Después de que, durante la segunda década del siglo en curso, nos hubiésemos acostumbrado a unas tasas de inflación planas o muy disminuidas, en la postpandemia (especialmente durante el periodo 2021 – 2023), estalló un episodio inflacionario, alcanzando el incremento del coste de los bienes de consumo y de los factores de producción cotas que sólo recordamos los ahora llamados “boomers”. En el ámbito de la contratación pública, este fenómeno nos ha obligado, por un lado, a desempolvar conceptos jurídicos que ya creíamos traspasados a mejor vida (por ejemplo, la revisión de precios), o bien, a toparnos con fenómenos ignotos e impensables hace tan solo unos años, como las reticencias, o directamente la renuncia, de contratistas a la ejecución de prórrogas contractuales o a adjudicaciones de contratos que devienen antieconómicos con el paso de apenas meses.

Este fenómeno, junto con otros ligados a la prolongación de los contratos públicos de servicios (sin ir más lejos, las prórrogas forzosas impuestas a los contratistas en caso de retrasos en las licitaciones de nuevos contratos, o de impugnación ante los Tribunales de Contratación de actos del procedimiento de licitación), han convertido a las prórrogas de los contratos públicos de servicios en material inflamable, de alta litigiosidad.

La problemática es especialmente acuciante en los contratos de servicios que fueron licitados (y, por tanto, presupuestados y dimensionados), justo antes del periodo inflacionario iniciado en el primer trimestre de 2021 (y que ahora están alcanzado el final de su periodo de vigencia). Y ello, puesto que el dimensionamiento económico de estos contratos ha quedado superado por la realidad, haciendo ello que la prestación de los servicios por los contratistas públicos sea antieconómica.

Todo ello sume a los contratistas públicos en una delicada tesitura, dado que la ejecución de las prórrogas de estos contratos (ya sean previstas en los pliegos, o prórrogas forzosas impuestas por la Administración por causas sobrevenidas), puede tener consecuencias económicas ruinosas. Y, a su vez, la renuncia a la ejecución de prórrogas bien sea previstas contractualmente o forzadamente impuestas por la Administración, puede llegar a tener severas consecuencias para los contratistas, desde la imposición de penalizaciones económicas (en el mejor de los casos) hasta prohibiciones de contratar (en el peor).
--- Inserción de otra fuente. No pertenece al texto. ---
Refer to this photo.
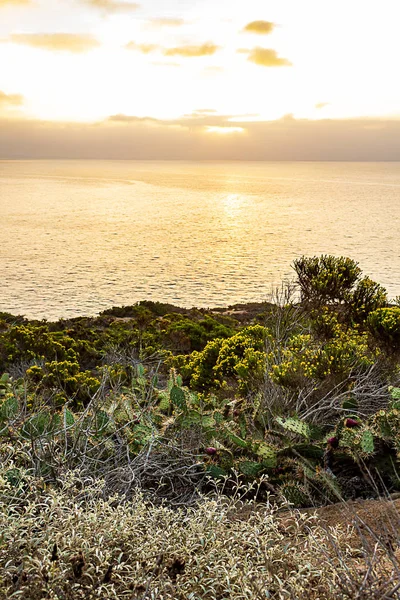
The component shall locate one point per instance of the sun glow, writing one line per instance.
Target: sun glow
(224, 130)
(91, 59)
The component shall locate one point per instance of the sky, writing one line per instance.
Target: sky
(243, 79)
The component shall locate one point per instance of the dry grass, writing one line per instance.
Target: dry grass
(71, 543)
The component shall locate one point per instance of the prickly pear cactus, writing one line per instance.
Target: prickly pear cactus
(367, 442)
(267, 454)
(177, 397)
(250, 469)
(295, 493)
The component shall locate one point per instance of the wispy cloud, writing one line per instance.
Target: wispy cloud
(113, 6)
(266, 57)
(59, 42)
(166, 22)
(124, 136)
(260, 27)
(207, 49)
(143, 48)
(10, 100)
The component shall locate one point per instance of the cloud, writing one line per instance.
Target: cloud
(60, 42)
(10, 100)
(260, 27)
(192, 51)
(113, 6)
(266, 57)
(130, 137)
(143, 48)
(13, 2)
(166, 22)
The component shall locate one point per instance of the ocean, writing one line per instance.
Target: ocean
(81, 236)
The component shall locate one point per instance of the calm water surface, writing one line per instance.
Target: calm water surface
(80, 236)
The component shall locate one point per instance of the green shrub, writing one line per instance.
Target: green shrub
(384, 325)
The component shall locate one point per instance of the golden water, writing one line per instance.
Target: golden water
(80, 236)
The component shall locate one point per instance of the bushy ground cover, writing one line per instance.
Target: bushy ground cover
(69, 542)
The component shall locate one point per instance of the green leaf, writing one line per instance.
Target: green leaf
(69, 417)
(367, 442)
(216, 472)
(102, 420)
(9, 409)
(177, 396)
(267, 454)
(295, 426)
(236, 439)
(251, 469)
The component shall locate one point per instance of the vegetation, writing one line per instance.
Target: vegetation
(297, 400)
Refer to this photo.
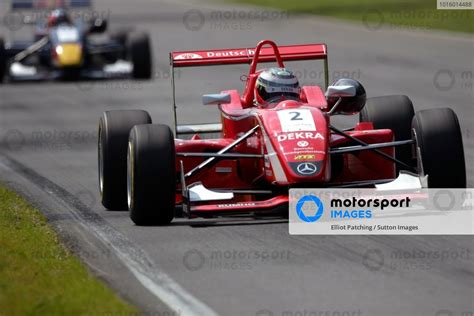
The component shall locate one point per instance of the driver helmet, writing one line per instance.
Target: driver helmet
(275, 84)
(57, 17)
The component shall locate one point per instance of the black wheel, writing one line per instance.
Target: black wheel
(151, 175)
(439, 140)
(114, 128)
(121, 37)
(3, 61)
(140, 54)
(393, 112)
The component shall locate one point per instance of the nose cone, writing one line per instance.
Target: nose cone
(69, 55)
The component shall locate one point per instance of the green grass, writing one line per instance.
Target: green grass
(404, 14)
(38, 275)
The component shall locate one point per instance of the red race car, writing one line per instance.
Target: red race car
(276, 135)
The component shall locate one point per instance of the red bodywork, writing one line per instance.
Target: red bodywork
(290, 134)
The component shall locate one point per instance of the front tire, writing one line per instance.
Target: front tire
(439, 139)
(151, 176)
(140, 53)
(393, 112)
(3, 60)
(114, 128)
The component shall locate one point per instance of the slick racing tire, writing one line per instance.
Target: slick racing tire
(3, 61)
(439, 139)
(393, 112)
(151, 176)
(114, 128)
(140, 54)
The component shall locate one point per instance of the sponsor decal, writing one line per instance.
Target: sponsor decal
(230, 53)
(302, 143)
(307, 168)
(305, 157)
(299, 135)
(188, 56)
(231, 205)
(300, 151)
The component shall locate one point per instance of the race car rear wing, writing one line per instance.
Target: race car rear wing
(245, 55)
(235, 56)
(49, 4)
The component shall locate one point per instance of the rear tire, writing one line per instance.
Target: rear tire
(439, 138)
(114, 128)
(151, 175)
(393, 112)
(3, 61)
(140, 53)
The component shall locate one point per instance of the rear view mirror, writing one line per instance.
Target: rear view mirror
(98, 26)
(340, 91)
(216, 99)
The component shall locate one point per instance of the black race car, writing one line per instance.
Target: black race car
(73, 48)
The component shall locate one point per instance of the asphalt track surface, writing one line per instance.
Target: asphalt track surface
(241, 266)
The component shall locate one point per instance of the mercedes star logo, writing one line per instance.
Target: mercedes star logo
(306, 168)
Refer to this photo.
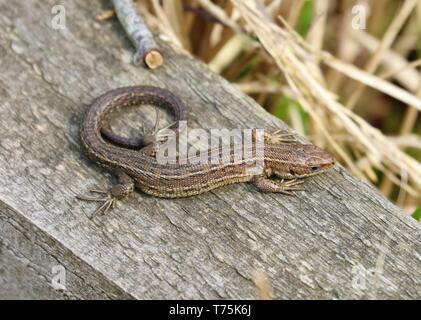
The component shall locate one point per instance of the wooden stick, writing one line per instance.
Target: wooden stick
(146, 47)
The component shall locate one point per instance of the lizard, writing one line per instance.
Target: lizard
(288, 162)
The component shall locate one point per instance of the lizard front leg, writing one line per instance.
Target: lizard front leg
(265, 184)
(123, 188)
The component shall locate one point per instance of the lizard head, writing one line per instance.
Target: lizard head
(291, 161)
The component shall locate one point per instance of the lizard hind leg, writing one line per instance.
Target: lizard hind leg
(108, 199)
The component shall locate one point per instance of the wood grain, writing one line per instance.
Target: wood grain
(338, 239)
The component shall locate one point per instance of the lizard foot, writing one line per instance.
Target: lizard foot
(265, 184)
(289, 186)
(108, 201)
(279, 136)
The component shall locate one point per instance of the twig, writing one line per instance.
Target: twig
(146, 47)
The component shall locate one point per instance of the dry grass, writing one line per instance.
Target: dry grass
(353, 91)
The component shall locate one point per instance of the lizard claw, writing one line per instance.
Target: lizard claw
(291, 185)
(279, 136)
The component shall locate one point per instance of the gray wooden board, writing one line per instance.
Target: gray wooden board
(338, 239)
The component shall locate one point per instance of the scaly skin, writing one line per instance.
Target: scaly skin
(142, 170)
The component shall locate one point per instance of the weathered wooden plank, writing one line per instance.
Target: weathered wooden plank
(323, 243)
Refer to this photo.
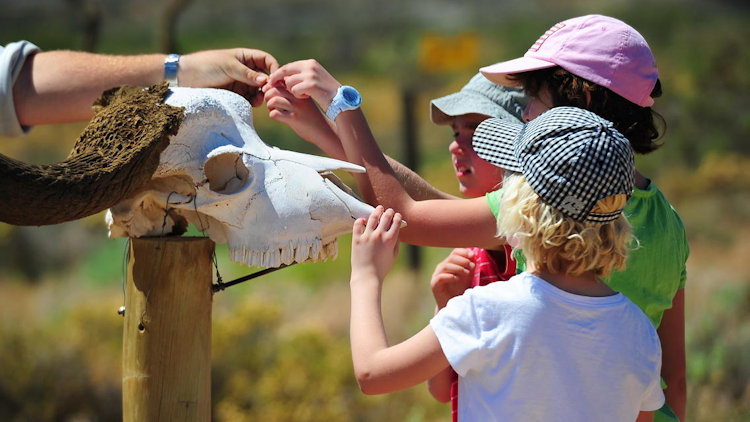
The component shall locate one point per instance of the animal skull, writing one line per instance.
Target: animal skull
(270, 206)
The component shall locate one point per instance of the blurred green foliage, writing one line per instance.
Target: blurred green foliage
(280, 345)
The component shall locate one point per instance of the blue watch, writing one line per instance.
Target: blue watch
(171, 65)
(346, 98)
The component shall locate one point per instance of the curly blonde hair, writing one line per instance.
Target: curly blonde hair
(557, 243)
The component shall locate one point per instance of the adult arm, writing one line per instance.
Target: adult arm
(672, 336)
(446, 223)
(306, 119)
(61, 86)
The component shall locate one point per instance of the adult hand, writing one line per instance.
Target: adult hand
(304, 117)
(375, 244)
(452, 276)
(241, 70)
(307, 79)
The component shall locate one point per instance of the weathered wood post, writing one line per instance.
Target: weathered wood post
(167, 332)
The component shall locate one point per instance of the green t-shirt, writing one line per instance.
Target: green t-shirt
(656, 269)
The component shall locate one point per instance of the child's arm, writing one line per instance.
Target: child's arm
(672, 336)
(379, 368)
(467, 222)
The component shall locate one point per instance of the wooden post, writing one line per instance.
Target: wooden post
(167, 333)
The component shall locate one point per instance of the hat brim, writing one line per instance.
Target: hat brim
(444, 109)
(498, 72)
(494, 141)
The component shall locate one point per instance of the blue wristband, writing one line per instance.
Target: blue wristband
(171, 64)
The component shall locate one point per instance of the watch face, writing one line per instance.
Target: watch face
(351, 96)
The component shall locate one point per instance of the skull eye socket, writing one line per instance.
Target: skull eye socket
(226, 173)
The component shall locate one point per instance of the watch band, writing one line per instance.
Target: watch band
(171, 65)
(346, 98)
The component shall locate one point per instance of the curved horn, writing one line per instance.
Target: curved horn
(114, 157)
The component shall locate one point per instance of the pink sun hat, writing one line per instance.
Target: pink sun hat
(598, 48)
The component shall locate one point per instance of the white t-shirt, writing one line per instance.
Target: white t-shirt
(525, 350)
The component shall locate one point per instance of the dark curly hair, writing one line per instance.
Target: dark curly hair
(641, 125)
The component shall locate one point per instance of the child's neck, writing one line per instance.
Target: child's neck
(586, 284)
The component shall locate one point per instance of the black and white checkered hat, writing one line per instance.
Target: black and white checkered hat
(571, 157)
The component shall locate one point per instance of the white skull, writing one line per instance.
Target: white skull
(270, 206)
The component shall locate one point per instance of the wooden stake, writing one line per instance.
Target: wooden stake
(167, 333)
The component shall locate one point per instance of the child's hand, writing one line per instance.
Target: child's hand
(452, 276)
(306, 79)
(375, 244)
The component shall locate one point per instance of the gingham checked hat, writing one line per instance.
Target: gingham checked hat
(571, 157)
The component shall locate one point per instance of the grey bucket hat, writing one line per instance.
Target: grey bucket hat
(480, 96)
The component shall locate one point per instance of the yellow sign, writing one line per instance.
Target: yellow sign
(440, 54)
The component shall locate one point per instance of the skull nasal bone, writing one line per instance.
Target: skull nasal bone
(226, 173)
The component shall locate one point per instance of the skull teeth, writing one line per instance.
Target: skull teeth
(308, 252)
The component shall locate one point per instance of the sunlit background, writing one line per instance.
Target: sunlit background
(280, 343)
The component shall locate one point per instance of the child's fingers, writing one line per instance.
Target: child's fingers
(385, 219)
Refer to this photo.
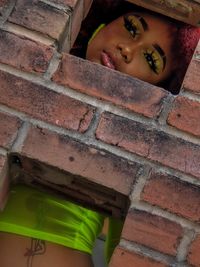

Ante la tesitura de la imposición de una prórroga manifiestamente antieconómica, ¿debe resignarse el contratista a ejecutarla a los precios contractuales iniciales, y con ello, a soportar una pérdida económica? ¿o existen en nuestra normativa mecanismos que puedan permitir al contratista bien no ejecutar una prórroga, o bien percibir el coste real de los servicios prestados?

Recovecos poco transitados y/o conocidos de la actual Ley de Contratos del Sector Público (Ley 9/2017, de 8 de noviembre), permiten a los contratistas adoptar, ante la perspectiva de la imposición por la Administración de una prórroga antieconómica, una actitud más edificante que la mera resignación cristiana. Conocido es que el artículo 29.4 de la LCSP autoriza a la Administración a prolongar la aplicación de los precios del contrato por nueve meses en caso de prórroga forzosa de éste, siempre y cuando la Administración hubiese publicado el anuncio de licitación del contrato sustitutorio antes de los tres meses anteriores a la finalización del contrato prorrogado. Ello conlleva, implícitamente, que la Administración deberá aplicar precios nuevos, o bien desde el inicio de la prórroga forzosa (si no ha licitado con la antelación requerida), o bien transcurridos nueve meses desde el inicio de la prórroga (si ha licitado cuando debía). El potencial litigio se centra aquí en qué precios nuevos deberán aplicarse, que, por mandato del artículo 102.3 de la LCSP deberían corresponderse con los de mercado.

No obstante, el “santo grial” que aún está por explotar es, a nuestro juicio, la previsión contenida en el artículo 29.2 de la LCSP, según la cual “El contrato podrá prever una o varias prórrogas siempre que sus características permanezcan inalterables durante el período de duración de estas”.  ¿Qué debe entenderse por condiciones “inalteradas” que permitan la ejecución de las prórrogas contractualmente previstas? En una interpretación amplia, el precepto debería posibilitar la no ejecución de las prórrogas de aquellos contratos en los que, durante su periodo inicial de vigencia, se haya producido un desequilibrio de las prestaciones por causas ajenas al contratista (como, por ejemplo, un incremento imprevisible de los factores de producción que hagan económicamente inviable la ejecución del contrato).

Así pues, parece que hay alternativas a la resignación. Sólo falta atreverse a explorarlas.